A local auto manufacturer, Innoson Motors, has sidelined its production to manufacture ventilators in the Africa’s most populous nation. While Africa Business Angel Network, a nonprofit venture capitalist in Nigeria is working on another ventilators prototype.

Wellvis an on-demand health information platform has created an easy-to-use app called COVID-19 Triage Tool. The free app allows users to self-asses their coronavirus risk category based on their symptoms and exposure history. Depending on the answers, a user has offered remote medical advice or referred to a nearby health care facility.

Nigeria’s largest digital payments startup venture  based in Lagos, Paga have made service fee adjustments, allowing merchants to accept payments from Paga customers for free — a measure “aimed to help slow the spread of the coronavirus by reducing cash handling in Nigeria,” according to a company release.

South Africa

The South African government is using WhatsApp to run an interactive chatbot which can answer common queries about COVID-19 myths, symptoms and treatment. It has reached several million users in five different languages.

Yoco, a small-business payments startup in South Africa, issued a directive to clients to encourage customers to use the contactless payment option to its point of sale machines. The startup has also accelerated development of a remote payment product, that would enable transfers on its client network via a web link.

Two former University of Cape Town students has created Coronapp, a tool that centralizes information flow about the pandemic in South Africa, in an effort to curb fake news and curb panic.


Zimbabwean startup, Fresh In A Box, is delivering fresh produce door to door, directly from farmers. The company runs off an app, and the venerable three-wheeled motorcycles deliver the food boxes. This helps reduce the risk of infection and prevents people from starving.


The Market Garden app lets vendors sell and deliver fruits and vegetables to customers as restrictions to promote social distancing have been enforced in Uganda. Developed by the Institute for Social Transformation, a Ugandan charity, it reduces bustling crowds in market areas by allowing women to sell their goods from their homes through the app. Motorcycle taxis deliver the goods to customers.

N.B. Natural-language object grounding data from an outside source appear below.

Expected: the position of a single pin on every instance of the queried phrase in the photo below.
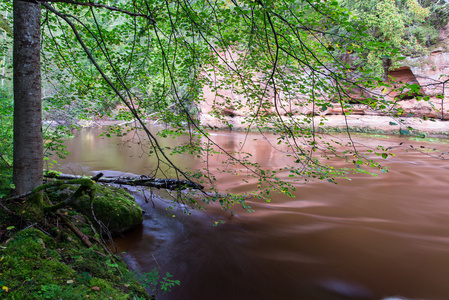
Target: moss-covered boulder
(34, 265)
(114, 207)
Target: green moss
(114, 207)
(36, 266)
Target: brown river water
(368, 238)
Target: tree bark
(28, 143)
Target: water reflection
(368, 238)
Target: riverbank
(352, 123)
(63, 254)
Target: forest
(68, 65)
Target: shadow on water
(368, 238)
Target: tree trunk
(28, 143)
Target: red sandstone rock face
(428, 72)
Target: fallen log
(139, 180)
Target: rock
(114, 207)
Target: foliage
(155, 283)
(404, 27)
(113, 207)
(156, 59)
(36, 266)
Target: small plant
(153, 281)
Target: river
(368, 238)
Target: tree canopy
(156, 57)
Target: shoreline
(353, 123)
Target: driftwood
(142, 180)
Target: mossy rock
(36, 266)
(114, 207)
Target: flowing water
(368, 238)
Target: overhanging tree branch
(94, 4)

Also, Vincent Ssembatya, a professor at Makerere University in Kampala, Uganda, teamed up with another success story, car manufacturer Kiira Motors, with the only goal of making affordable ventilators to supply the country’s cash-strapped health care system. “Everyone is demanding the same product, so Africa has a very small chance,” Ssembatya says in a report.

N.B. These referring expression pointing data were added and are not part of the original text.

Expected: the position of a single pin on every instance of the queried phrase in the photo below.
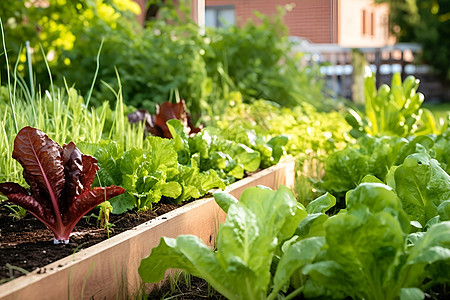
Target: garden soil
(26, 244)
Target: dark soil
(186, 287)
(27, 244)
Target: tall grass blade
(88, 96)
(8, 76)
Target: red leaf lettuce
(60, 180)
(156, 124)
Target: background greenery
(168, 58)
(426, 22)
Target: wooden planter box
(108, 270)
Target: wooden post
(198, 12)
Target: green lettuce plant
(240, 268)
(422, 185)
(393, 110)
(369, 253)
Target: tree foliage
(426, 22)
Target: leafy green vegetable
(246, 244)
(345, 169)
(393, 110)
(367, 255)
(422, 185)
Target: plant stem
(8, 76)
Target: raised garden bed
(109, 269)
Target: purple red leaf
(60, 182)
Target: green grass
(440, 110)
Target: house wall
(307, 18)
(351, 31)
(323, 21)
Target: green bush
(166, 60)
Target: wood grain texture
(108, 270)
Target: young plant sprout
(60, 180)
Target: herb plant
(60, 180)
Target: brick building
(350, 23)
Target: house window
(367, 23)
(372, 24)
(363, 22)
(219, 16)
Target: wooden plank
(108, 270)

In March, telecoms giant Safaricom, which owns M-Pesa has waived fees on transfers of under 1,000 shillings ($10/€9), while Airtel has also waived charges on all payments through its platform Airtel Money. M-Pesa is used by more than 20 million people.
Now, daily transaction limits on the platform have also been increased from 70,000 shillings ($660) to 150,000 shillings ($1,415) for small and medium-sized enterprises.